FactorKarpenterCluster Autoscaler (CAS)EKS Auto Mode
Instance selectionFlexible -- picks optimal from many typesFixed to node group instance typesAWS-managed selection
Scale-up speedFast (~30s to provision)Moderate (~60-90s)Fast (AWS-managed)
ConsolidationBuilt-in, configurableNo native consolidationAWS-managed
Spot supportNative Spot handlingVia mixed instance policyAWS-managed
Operational overheadLow -- CRD-based configMedium -- ASG managementLowest -- fully managed
CustomizationHighMediumLow
MaturityGA (v1.0+)Very matureNewer -- evaluate for your use case
RecommendationDefault choiceWhen Karpenter is not an optionWhen minimal ops is top priority

For detailed Karpenter guidance, see: Karpenter Reference

Pod Autoscaler Decision Matrix

ScalerTriggerUse When
HPACPU, memory, custom metricsStateless workloads with predictable load patterns
VPAHistorical resource usageRight-sizing, non-scaling workloads
KEDAExternal events (SQS, Kafka, etc.)Event-driven, queue-based workloads
HPA + KEDACombined metricsComplex scaling with both resource and event triggers

Cluster Autoscaler

When to Use CAS Over Karpenter

  • EKS on Outposts (Karpenter not supported)
  • Self-managed node groups with specific AMI requirements
  • Clusters already running CAS with complex ASG configurations
  • Organizations requiring node group-level operational boundaries

Operating the Cluster Autoscaler

CAS runs as a single-replica Deployment using leader election for HA. It is not horizontally scalable -- scale it vertically for large clusters.

Key requirements:

  • Version must match cluster version -- cross-version compatibility is not tested or supported
  • Enable Auto Discovery -- unless you have specific advanced use cases requiring manual ASG configuration
  • Use EKS Managed Node Groups -- they provide automatic ASG discovery and graceful node termination

IAM Least Privilege

Scope CAS's IAM permissions to the cluster's own ASGs.

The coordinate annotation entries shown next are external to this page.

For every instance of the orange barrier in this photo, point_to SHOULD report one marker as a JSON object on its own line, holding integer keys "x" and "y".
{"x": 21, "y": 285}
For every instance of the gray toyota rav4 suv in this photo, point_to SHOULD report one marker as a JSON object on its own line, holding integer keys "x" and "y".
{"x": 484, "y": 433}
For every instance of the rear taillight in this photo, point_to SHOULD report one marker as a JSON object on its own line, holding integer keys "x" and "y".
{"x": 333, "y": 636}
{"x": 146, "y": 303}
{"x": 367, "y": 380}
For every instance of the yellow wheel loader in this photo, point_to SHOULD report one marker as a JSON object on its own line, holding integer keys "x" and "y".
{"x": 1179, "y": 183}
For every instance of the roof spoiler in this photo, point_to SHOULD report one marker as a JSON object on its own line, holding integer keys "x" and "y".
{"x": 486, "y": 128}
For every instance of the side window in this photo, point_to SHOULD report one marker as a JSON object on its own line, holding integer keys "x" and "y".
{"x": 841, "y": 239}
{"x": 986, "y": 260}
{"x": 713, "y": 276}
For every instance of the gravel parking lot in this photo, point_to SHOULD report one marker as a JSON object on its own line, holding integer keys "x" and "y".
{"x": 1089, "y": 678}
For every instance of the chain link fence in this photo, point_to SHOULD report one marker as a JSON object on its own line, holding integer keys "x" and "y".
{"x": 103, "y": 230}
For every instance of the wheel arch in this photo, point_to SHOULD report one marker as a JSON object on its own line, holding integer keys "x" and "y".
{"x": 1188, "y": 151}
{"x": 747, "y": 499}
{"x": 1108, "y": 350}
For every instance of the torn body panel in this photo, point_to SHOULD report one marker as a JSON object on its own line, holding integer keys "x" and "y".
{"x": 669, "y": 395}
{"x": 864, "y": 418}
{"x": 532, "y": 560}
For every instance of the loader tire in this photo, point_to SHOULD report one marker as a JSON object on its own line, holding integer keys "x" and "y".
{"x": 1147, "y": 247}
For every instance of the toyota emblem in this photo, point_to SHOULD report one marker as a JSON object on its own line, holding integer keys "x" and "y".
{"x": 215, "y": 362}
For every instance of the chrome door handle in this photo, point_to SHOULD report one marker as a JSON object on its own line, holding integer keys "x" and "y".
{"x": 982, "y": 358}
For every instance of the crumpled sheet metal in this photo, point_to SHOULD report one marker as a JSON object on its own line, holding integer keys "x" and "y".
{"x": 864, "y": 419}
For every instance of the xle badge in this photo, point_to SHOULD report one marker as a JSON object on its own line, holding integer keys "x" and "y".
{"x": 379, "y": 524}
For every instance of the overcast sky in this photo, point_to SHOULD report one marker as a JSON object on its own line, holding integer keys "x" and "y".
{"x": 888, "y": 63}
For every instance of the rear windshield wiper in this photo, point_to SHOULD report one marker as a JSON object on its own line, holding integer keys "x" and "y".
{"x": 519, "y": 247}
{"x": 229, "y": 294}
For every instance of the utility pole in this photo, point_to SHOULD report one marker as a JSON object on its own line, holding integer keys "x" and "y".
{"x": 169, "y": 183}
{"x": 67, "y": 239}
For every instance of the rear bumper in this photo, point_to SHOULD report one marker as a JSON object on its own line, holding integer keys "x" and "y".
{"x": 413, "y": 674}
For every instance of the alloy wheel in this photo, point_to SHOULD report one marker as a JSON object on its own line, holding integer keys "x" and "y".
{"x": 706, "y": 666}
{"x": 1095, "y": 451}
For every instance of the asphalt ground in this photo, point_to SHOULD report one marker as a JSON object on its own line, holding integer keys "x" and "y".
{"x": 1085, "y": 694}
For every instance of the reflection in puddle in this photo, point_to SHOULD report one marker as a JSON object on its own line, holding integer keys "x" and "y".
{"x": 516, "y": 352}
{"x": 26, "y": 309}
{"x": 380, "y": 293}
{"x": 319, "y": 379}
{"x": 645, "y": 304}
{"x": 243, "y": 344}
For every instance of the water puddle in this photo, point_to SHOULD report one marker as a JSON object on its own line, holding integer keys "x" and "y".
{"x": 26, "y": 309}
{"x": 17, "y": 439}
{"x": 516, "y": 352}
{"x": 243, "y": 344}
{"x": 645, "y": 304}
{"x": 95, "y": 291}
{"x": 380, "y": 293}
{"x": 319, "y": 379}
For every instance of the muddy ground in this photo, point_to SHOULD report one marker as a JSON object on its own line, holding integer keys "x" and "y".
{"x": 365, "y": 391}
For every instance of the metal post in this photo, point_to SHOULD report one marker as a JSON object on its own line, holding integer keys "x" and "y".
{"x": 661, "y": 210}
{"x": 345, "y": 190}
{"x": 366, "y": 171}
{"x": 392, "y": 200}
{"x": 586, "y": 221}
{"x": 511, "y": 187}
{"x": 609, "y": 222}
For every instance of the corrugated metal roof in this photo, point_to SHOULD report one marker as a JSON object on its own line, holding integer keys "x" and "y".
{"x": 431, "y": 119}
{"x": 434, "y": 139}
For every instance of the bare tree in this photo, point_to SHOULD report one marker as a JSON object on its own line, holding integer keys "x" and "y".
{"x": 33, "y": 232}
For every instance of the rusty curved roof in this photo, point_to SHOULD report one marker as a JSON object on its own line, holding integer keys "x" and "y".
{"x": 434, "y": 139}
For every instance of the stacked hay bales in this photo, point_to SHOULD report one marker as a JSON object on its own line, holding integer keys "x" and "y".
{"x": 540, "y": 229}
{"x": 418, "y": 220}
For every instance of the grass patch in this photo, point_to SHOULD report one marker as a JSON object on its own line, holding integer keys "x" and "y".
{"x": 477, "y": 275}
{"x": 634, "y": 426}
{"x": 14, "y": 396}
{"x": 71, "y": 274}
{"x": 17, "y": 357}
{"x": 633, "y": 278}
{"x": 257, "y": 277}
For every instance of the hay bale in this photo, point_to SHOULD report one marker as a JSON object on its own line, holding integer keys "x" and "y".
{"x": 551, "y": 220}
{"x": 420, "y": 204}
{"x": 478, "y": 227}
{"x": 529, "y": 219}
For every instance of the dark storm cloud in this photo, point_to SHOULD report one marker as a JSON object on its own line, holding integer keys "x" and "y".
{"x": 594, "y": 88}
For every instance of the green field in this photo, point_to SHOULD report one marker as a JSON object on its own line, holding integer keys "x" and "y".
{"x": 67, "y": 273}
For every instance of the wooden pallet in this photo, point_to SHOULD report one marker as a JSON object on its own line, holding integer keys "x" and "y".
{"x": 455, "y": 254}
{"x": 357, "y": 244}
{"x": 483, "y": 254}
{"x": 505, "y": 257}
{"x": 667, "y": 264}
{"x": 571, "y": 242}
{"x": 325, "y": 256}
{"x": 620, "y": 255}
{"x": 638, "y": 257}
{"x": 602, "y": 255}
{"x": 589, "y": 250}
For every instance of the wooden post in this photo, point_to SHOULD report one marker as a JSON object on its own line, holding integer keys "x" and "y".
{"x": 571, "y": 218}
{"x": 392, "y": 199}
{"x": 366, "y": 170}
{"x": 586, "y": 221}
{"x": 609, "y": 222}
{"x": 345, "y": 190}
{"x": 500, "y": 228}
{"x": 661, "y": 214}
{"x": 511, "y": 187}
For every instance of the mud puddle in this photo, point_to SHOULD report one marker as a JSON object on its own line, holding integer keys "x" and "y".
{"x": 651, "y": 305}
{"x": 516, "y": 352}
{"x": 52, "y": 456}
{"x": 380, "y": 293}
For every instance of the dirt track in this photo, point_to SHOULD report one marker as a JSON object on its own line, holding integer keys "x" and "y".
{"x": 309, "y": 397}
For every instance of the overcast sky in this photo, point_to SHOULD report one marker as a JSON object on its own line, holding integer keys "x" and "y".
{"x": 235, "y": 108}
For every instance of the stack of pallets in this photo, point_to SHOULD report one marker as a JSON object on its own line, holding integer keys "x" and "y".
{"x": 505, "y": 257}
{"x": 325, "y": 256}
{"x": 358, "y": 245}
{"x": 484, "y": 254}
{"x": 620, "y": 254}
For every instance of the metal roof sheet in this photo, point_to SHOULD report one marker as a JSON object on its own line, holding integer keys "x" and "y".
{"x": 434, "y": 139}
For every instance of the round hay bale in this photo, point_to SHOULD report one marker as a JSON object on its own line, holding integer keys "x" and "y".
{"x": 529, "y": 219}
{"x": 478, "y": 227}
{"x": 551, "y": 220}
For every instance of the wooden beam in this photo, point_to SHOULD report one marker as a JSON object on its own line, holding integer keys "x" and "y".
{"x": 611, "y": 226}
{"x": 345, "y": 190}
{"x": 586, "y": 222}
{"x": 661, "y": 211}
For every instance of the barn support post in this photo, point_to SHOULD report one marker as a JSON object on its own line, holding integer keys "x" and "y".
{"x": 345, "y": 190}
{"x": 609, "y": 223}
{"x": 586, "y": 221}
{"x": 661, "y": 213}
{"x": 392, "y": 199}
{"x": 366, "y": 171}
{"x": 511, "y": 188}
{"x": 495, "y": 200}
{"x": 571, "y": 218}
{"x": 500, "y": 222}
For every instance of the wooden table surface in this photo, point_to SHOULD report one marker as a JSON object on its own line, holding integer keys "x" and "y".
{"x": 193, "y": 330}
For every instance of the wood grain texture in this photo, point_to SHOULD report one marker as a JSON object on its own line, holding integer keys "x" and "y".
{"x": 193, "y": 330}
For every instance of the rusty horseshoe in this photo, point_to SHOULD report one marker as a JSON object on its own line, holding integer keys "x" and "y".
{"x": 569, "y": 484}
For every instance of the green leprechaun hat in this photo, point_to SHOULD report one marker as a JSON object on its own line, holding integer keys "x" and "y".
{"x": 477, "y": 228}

This prevents a CAS instance in one cluster from modifying node groups in another cluster:

{
"Version": "2012-10-17",
"Statement": [
{
"Effect": "Allow",
"Action": [
"autoscaling:SetDesiredCapacity",
"autoscaling:TerminateInstanceInAutoScalingGroup"
],
"Resource": "*",
"Condition": {
"StringEquals": {
"aws:ResourceTag/k8s.io/cluster-autoscaler/enabled": "true",
"aws:ResourceTag/k8s.io/cluster-autoscaler/my-cluster": "owned"
}
}
},
{
"Effect": "Allow",
"Action": [
"autoscaling:DescribeAutoScalingGroups",
"autoscaling:DescribeAutoScalingInstances",
"autoscaling:DescribeLaunchConfigurations",
"autoscaling:DescribeScalingActivities",
"autoscaling:DescribeTags",
"ec2:DescribeImages",
"ec2:DescribeInstanceTypes",
"ec2:DescribeLaunchTemplateVersions",
"ec2:GetInstanceTypesFromInstanceRequirements",
"eks:DescribeNodegroup"
],
"Resource": "*"
}
]
}

Node Group Configuration

Nodes within a node group must have identical scheduling properties (labels, taints, resources). For MixedInstancePolicies:

  • Instance types must have the same shape for CPU, memory, and GPU
  • The first instance type in the policy is used for scheduling simulation
  • Larger subsequent types waste resources after scale-out; smaller ones cause scheduling failures

Design principles:

  • Prefer fewer node groups with many nodes over many node groups with few nodes -- this has the biggest impact on CAS scalability
  • Use Namespaces for pod isolation instead of dedicated node groups (except in low-trust multi-tenant clusters)
  • Use node taints or selectors as the exception, not the rule
  • Define regional resources as a single ASG spanning multiple AZs

Key CAS Configuration

# Helm values for Cluster Autoscaler
autoDiscovery:
clusterName: my-cluster
extraArgs:
balance-similar-node-groups: true
skip-nodes-with-local-storage: false
expander: least-waste # or: priority, random, most-pods
scale-down-utilization-threshold: 0.5
scale-down-delay-after-add: 10m
scale-down-unneeded-time: 10m
max-graceful-termination-sec: 600

CAS Expander Selection

ExpanderBehaviorUse When
least-wasteLeast idle resources after scale-upDefault -- good for cost
priorityUser-defined priority orderPrefer specific instance types
most-podsNode fitting the most pending podsBatch workloads
randomRandom selectionTesting, simple setups

Priority Expander Example

Use the priority expander to prefer specific node groups with fallback:

apiVersion: v1
kind: ConfigMap
metadata:
name: cluster-autoscaler-priority-expander
namespace: kube-system
data:
priorities: |-
10:
- .*p2-node-group.*
50:
- .*p3-node-group.*

CAS tries p3-node-group first. If provisioning doesn't succeed within --max-node-provision-time (default 15 minutes), it falls back to p2-node-group.

Spot Instances with CAS

Separate On-Demand and Spot capacity into different ASGs because their scheduling properties differ fundamentally (Spot nodes are typically tainted for preemption tolerance).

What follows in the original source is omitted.